Hepatocellular carcinoma (HCC) is one of aggressive tumors that usually arise on top of background of liver cirrhosis (1). It is the fifth most common cancer in the world (2). Also, it is the third most common cause of cancer related deaths (1). In Egypt, it is the most common malignancy among males, comprising 33% of all cancer cases and the second most common malignancy in females, coming after breast cancer, comprising 13% of all cancer cases (3). The optimal management of HCC depends on many factors including tumor size, number, distribution, the relationship of the tumor to hepatic vasculature, presence or absence of lymph nodes or distant metastases, the Child-Pugh score, the functional status of the patient, the suitability for liver transplantation and local expertise (3).
Many available treatment modalities for HCC are present including liver resection, liver transplantation, radiofrequency ablation (RFA), percutaneous ethanol injection (PEI), microwave ablation (MWA), transarterial chemoembolization (TACE), yttrium ablation, conformal radiation therapy and systemic therapy (e.g., sorafenib) (4,5).
RFA is more effective against small tumors less than 3 cm. It is difficult to destroy lesions above 5 cm using the currently available needles (6-8). A margin of 0.5–1.0 cm of non-malignant liver tissue should be ablated to ensure treatment of the peripheral tumor that includes any microscopic extension beyond the radiologically visible margins (7).
Presence of the tumor nearby a large blood vessel decreases the efficacy of RFA by the heat sink effect when thermal energy escapes from the targeted tissue to the vessels adjacent to it (9,10). Also, Tissue charring acts as electrical insulators and limit the effect of RFA through increased impedance. As a result, the size and shape of the ablation zone may be unpredictable and multiple sessions may be necessary for complete tumor ablation (9,11).
Compared to RFA, MWA is another local ablation method that is increasingly used. It depends on delivering high frequency microwave into the tumor tissue creating electromagnetic energy leading to rapid directional changes in the current causing water dipoles to oscillate with subsequent heat generation that leads to coagulative necrosis of the tumor cells (6,7).
Unlike RFA, the MWA is less affected by the heat-sink effect and increased impedance of the ablated tissue, and so the shape and size of ablated zone created by MWA is more predictable (9,11). Also, during MWA simultaneous multi-probe activation can be performed, which is not possible with RFA because of the potential electrical interference (7).

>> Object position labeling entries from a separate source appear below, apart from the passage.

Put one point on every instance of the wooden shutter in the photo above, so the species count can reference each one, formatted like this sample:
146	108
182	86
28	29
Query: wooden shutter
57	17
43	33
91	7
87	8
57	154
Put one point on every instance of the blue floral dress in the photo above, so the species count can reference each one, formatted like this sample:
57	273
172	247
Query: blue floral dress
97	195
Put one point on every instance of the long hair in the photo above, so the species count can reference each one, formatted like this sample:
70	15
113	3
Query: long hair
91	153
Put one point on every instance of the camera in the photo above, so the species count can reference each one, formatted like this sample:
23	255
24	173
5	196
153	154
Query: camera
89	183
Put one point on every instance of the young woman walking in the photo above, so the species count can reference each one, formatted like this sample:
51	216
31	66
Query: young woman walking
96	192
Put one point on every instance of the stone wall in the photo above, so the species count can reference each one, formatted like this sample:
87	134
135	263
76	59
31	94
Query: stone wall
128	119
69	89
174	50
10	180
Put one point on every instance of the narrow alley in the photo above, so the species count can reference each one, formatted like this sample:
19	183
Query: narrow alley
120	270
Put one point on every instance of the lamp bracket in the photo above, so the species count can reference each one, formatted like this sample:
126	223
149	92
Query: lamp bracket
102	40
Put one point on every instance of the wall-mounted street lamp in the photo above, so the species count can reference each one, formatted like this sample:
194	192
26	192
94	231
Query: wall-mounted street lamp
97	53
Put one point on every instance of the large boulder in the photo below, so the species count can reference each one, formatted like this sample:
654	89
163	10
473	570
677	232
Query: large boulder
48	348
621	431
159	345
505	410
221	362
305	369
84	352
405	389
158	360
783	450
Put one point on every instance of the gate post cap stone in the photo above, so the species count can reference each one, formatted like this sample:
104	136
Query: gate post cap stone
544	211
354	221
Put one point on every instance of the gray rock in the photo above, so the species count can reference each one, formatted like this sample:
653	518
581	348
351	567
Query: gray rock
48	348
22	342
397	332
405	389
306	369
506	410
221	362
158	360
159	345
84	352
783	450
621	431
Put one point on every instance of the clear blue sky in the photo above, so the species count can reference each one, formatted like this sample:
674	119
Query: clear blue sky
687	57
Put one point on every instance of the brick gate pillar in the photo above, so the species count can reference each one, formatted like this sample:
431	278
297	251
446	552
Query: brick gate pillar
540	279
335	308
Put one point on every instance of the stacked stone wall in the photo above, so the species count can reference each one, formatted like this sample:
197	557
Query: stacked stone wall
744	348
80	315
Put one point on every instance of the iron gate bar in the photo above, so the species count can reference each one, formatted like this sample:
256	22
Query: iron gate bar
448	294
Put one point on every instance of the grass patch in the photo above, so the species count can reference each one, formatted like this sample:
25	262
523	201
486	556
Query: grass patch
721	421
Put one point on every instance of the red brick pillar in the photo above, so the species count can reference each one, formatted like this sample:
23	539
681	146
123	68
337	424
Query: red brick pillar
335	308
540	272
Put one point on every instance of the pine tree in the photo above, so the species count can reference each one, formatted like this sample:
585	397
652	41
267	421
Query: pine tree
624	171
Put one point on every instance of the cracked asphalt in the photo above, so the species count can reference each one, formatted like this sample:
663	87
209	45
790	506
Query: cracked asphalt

Despite the theoretical advantages of MWA over RFA, MWA still not included in the standard guidelines for HCC management. There are scarce studies comparing results of both techniques in the real life, most of which are retrospective, so our aim was to compare efficacy of RFA and MWA in management of HCC using a prospective randomized controlled trial.
Subjects and study design
All patients with definite HCC on top of liver cirrhosis related to HCV who were referred to Alexandria University Hepatobiliary Unit during the 6-month period from 15/6/2017 to 15/12/2018 whose HCC lesions are 3 or less with no lesion more than 5 cm and no vascular invasion or extrahepatic spread were enrolled to the study, with exclusion of those with positive HBsAg, history of alcohol consumption, patients with other known causes of chronic liver disease, patients who have received previous DAAs for HCV and patients who have received previous locoregional treatment for HCC. Patients were randomly assigned to either RFA or MWA. The study was conducted in accordance with the provisions of the Declaration of Helsinki, as revised in 2013, and Good Clinical Practice guidelines. It was approved by the Ethics Committee of Faculty of Medicine, Alexandria University (IRB No. 00007555). An informed consent was obtained from all subjects included in the study.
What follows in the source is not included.